Di qui, il destino di sparire per eccesso di visibilità, in Malraux, l’azzeramento dell’intelletto occupando ogni ambito dello scibile. Ormai destituito di ogni ruolo politico, nel 1971, Malraux sogna di guidare una falange armata, in Bangladesh, contro il Pakistan: Indira Gandhi gli consiglia di fare altro. Supporta pubblicamente il brigante e mercenario Jean Kay, che “ha dirottato un aereo per trasportare medicinali destinati ai Bengalesi”; appoggia la guerriglia di Régis Debray, arrestato dalla polizia boliviana. Nel 1975, un anno prima di morire, in stato di febbre perenne, Malraux torna uomo assoluto: omaggia “l’eccelsa figura” di Charles de Gaulle a cinque anni dalla morte – “pensava che la Francia fosse stata eletta anche per mezzo dell’imprevedibile”, disse, mettendo in bocca al Generale un pensiero di suo conio.

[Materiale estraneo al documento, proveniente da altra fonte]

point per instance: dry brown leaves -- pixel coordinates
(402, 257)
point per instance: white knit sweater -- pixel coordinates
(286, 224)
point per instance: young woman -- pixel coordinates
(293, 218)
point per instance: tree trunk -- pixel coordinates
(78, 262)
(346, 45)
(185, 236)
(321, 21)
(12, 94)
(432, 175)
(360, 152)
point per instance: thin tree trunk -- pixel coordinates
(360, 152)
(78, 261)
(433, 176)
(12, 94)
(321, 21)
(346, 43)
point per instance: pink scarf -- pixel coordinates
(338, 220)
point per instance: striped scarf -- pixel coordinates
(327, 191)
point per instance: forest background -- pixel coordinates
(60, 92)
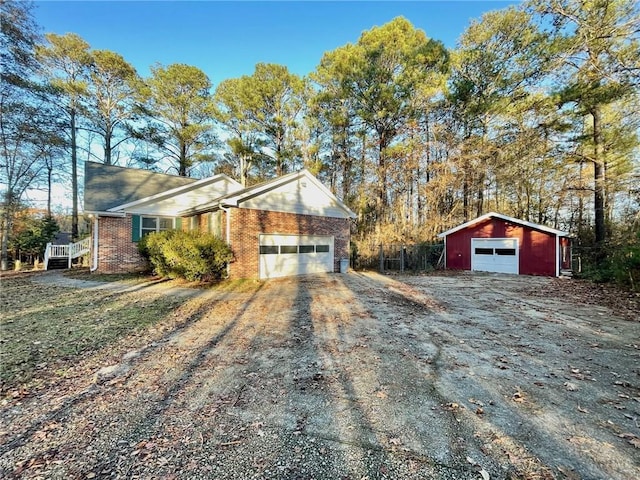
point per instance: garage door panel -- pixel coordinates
(287, 255)
(498, 255)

A Chartres, era maggio, parlò alle donne reduci dalla deportazione, “per celebrare il trentesimo anniversario dalla liberazione dai campi”. L’oratore ha i tuoni del romanziere, il discorso reca leoni e pianto, attacca così:
“C’era il grande freddo che mordeva le prigioniere, come i cani poliziotto, il Baltico plumbeo in lontananza, e forse l’abisso della miseria umana. Sull’immensità della neve, c’erano tutte quelle macchie a righe in attesa. E ora non rimanete che voi, una manciata di quella polvere flagellata dai venti della morte.
Vorrei che coloro che sono qui, e coloro che saranno con noi stasera, immaginassero le resistenti impiccate, decapitate con la scure, o semplicemente annientate dalla vita condotta nei campi di sterminio. La vita, già! Ravensbrück, ottomila decessi politici. Tutti quegli occhi chiusi fino all’abisso della grande notte funesta. Mai tante donne hanno combattuto in Francia. E mai in simili condizioni. Riaprirò appena il libro dei supplizi. Non bisogna ricondurre, né limitare, la più terribile organizzazione di avvilimento che l’umanità abbia conosciuto all’orrore ordinario, ai lavori forzati. C’è molto altro. “Trattale come melma”, diceva la teoria, “e diventeranno melma”. Da cui il ghigno ferino delle guardie, che aveva sembianze al di là dell’umano. “Sapete suonare il piano?”, si chiedeva nel formulario che le detenute riempivano per scegliere fra il lavoro al servizio di cremazione e i lavori di scavo. E i medici che chiedevano ai torturati che sputavano sangue: “Ci sono tubercolotici nella vostra famiglia?”. E ancora il certificato di attitudine a ricevere percosse. La via del campo denominata “cammino della Libertà”. La lettura delle punizioni in cui sarebbero incorse quelle che scherzavano nelle fila, quando sul viso delle detenute sull’attenti le lacrime colavano in silenzio. Le evase ricatturate che portavano il cartello: “Eccomi di ritorno”. La costruzione dei secondi crematori. E, per trasformare le donne in bestie, l’inestricabile catena di demenza e orrore della punizione: “Otto giorni di reclusione nella cella dei pazzi”. E poi c’era il risveglio che, inesorabilmente, riportava alla luce lo schiavo. Ottanta per cento di decessi”.
Pareva un uomo fuori dal tempo, Malraux, avrebbe preferito la sciabola alla mitraglia. Credeva che l’artista, in fondo, non deve fare altro che replicare il gesto dell’uomo di Lascaux: tra l’Iddio di Michelangelo e il bisonte magdaleniano non vedeva più differenza. Nel suo romanzo più bello – perché il più ingenuo – La Via dei Re (edito in Italia da Adelphi), scrive della giungla d’Indocina infestata di insetti, blatte, mosche, cavallette, scarabei, “bestie senza nome la cui testa spuntava dai gusci affioranti fra i muschi”, masse di “grandi formicai biancastri”. Nell’infinito fiorire di quegli “animali furtivi e quasi sempre invisibili” che “venivano da un altro universo”, intuì la nuova epoca umana, la ferocia massiccia delle masse. In fondo, visse sempre come un ladro.